Bail Trends Under Scrutiny As New Panel Eyes Reform

John Adams Courthouse. (Joe Difazio/WBUR)
John Adams Courthouse. (Joe Difazio/WBUR)

More than a year after the state's high court ruled judges setting bail must consider a defendant's ability to pay, state officials are embarking on an examination of the bail system in Massachusetts that will consider measures including potential impacts of eliminating cash bail.

A massive April 2018 criminal justice reform law made a series of changes around bail, in keeping with a high court decision in the 2017 case Brangan v. Commonwealth.

Brangan was held at the Hampden County jail for more than three and a half years because he was unable to post the $40,000 bail after a 2014 armed robbery arrest.
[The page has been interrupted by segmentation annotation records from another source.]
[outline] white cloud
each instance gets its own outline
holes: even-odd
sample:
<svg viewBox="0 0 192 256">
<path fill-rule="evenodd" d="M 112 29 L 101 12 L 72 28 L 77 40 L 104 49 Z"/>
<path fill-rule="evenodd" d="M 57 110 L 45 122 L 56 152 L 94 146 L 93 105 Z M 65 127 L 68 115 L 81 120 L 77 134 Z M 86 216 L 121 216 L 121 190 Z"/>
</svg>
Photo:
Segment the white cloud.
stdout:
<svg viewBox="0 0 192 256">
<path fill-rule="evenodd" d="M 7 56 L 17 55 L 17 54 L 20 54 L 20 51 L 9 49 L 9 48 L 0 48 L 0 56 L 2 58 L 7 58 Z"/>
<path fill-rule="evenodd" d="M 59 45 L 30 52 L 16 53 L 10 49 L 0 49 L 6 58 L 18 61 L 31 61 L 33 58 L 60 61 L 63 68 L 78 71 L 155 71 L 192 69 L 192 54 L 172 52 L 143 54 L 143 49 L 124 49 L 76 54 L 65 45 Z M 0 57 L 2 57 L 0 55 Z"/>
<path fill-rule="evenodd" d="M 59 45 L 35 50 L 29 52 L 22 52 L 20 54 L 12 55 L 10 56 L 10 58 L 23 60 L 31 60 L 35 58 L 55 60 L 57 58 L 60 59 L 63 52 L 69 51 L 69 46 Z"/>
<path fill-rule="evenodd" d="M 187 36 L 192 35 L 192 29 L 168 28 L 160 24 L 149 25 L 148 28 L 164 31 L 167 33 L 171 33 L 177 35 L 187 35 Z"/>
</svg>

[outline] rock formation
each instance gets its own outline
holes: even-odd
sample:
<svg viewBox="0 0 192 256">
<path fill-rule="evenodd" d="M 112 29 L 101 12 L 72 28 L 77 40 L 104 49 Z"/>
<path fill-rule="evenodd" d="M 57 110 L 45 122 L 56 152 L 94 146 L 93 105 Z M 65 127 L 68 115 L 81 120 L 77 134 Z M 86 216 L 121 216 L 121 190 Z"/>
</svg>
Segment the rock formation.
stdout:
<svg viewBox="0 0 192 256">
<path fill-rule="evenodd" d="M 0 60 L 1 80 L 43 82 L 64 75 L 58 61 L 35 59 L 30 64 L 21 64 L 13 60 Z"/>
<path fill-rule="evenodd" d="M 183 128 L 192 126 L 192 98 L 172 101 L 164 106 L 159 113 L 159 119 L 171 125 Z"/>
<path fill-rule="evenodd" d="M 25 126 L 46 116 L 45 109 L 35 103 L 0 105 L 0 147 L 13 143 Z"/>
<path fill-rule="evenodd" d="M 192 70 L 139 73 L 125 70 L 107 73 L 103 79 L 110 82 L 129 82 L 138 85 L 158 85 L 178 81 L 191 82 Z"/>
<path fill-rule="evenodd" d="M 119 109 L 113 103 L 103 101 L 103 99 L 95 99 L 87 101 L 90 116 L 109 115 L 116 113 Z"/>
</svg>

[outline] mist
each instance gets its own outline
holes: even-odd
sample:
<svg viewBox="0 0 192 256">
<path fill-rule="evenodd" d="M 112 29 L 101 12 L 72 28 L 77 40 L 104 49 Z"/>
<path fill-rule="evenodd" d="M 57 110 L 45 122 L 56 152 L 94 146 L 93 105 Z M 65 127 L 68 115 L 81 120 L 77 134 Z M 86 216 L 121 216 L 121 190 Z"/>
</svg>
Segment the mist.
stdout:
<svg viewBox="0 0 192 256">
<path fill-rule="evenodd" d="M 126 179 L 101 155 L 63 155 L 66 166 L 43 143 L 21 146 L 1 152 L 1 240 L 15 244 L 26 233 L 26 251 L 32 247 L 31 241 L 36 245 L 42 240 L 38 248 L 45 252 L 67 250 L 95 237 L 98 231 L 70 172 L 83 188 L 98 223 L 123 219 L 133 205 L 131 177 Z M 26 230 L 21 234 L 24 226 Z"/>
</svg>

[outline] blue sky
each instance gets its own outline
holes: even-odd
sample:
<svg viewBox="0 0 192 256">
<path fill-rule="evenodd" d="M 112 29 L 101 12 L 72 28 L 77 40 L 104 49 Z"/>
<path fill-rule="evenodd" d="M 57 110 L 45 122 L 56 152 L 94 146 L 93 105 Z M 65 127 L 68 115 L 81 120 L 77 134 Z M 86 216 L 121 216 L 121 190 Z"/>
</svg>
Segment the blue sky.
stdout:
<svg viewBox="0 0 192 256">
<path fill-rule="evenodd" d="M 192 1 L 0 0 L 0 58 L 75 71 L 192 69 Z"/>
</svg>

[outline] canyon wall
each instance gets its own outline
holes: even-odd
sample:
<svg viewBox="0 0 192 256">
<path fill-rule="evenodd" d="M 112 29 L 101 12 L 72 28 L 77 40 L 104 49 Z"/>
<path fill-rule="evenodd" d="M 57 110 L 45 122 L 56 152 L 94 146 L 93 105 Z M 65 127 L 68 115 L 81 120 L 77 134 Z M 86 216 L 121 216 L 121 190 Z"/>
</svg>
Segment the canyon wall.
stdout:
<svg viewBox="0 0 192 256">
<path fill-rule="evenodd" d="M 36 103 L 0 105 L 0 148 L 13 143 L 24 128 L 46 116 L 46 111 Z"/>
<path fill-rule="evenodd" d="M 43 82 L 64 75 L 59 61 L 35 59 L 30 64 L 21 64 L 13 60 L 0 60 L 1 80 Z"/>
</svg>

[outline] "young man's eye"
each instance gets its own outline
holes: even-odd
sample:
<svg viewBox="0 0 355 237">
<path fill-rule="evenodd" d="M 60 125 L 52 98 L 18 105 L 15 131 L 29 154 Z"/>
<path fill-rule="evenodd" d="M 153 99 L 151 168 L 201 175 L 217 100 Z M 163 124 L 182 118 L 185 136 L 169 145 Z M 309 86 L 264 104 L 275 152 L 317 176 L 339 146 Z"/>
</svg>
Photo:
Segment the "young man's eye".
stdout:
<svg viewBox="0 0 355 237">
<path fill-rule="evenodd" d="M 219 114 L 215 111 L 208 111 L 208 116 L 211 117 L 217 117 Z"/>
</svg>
The state's Supreme Judicial Court ruled that judges cannot set bail "higher than necessary to ensure the defendant's appearance" and "that a judge may not consider a defendant's alleged dangerousness in setting the amount of bail."

The new law establishes that bail should not be set higher than an amount that will reasonably assure a person's appearance in court, requires financial resources be taken into account in determining bail, allows judges to use community correction programs for pretrial release, and creates a pre-trial services unit to notify defendants of upcoming court dates.

It also created a 19-member commission of lawmakers, lawyers, judges and other officials, which has until June 30 to evaluate and report on the potential of using risk assessment factors regarding bail decisions, the impacts of eliminating cash bail and any recommendations for doing so, "the setting of conditions on defendants when they are released with or without bail," and "any disparate impact on defendants because of gender, race, gender identity or other protected class status."

Sen. Cindy Friedman of Arlington and Rep. Claire Cronin of Easton co-chair the commission.

On Thursday, at the panel's first meeting, members outlined what data and information they hope to delve into during their study.

In cases where people are held on bail, it would be "important to look at" the amount of their bail, said Shira Diner, who works at the Committee for Public Counsel Services and represents the Massachusetts Association of Criminal Defense Lawyers on the commission.

"I think it's important to know if people are being held on $5,000, are people being held on $50, and where that breakdown goes," she said.

Richard Savignano, a former District Court judge who's now first assistant district attorney in Plymouth County, suggested the commission obtain statistics from the different county houses of correction to see how the numbers of pretrial detainees have changed over time.

Atara Rich-Shea, operations director of the Massachusetts Bail Fund, said she wanted to know race and gender breakdowns of people currently held on bail, how long people held on bail stay in jail, and what the case outcomes are for people held versus those who aren't.

David Solet, the chief legal counsel at the Executive Office of Public Safety and Security, recommended the group also probe "what kinds of disruptions" happen when a defendant does not appear in court, giving the example of witnesses who are subpoenaed and have to miss work to attend a proceeding, only to be left waiting. He also suggested examining whether people who are held on bail have failed to appear in past cases.

"I think that'd give us some sense of whether we think the commonwealth is properly detaining people who have otherwise shown they won't go to court," Solet said.

Friedman and Cronin said documents the commission members discuss during the course of their meetings will be available to the public in Cronin's State House office, Room 136.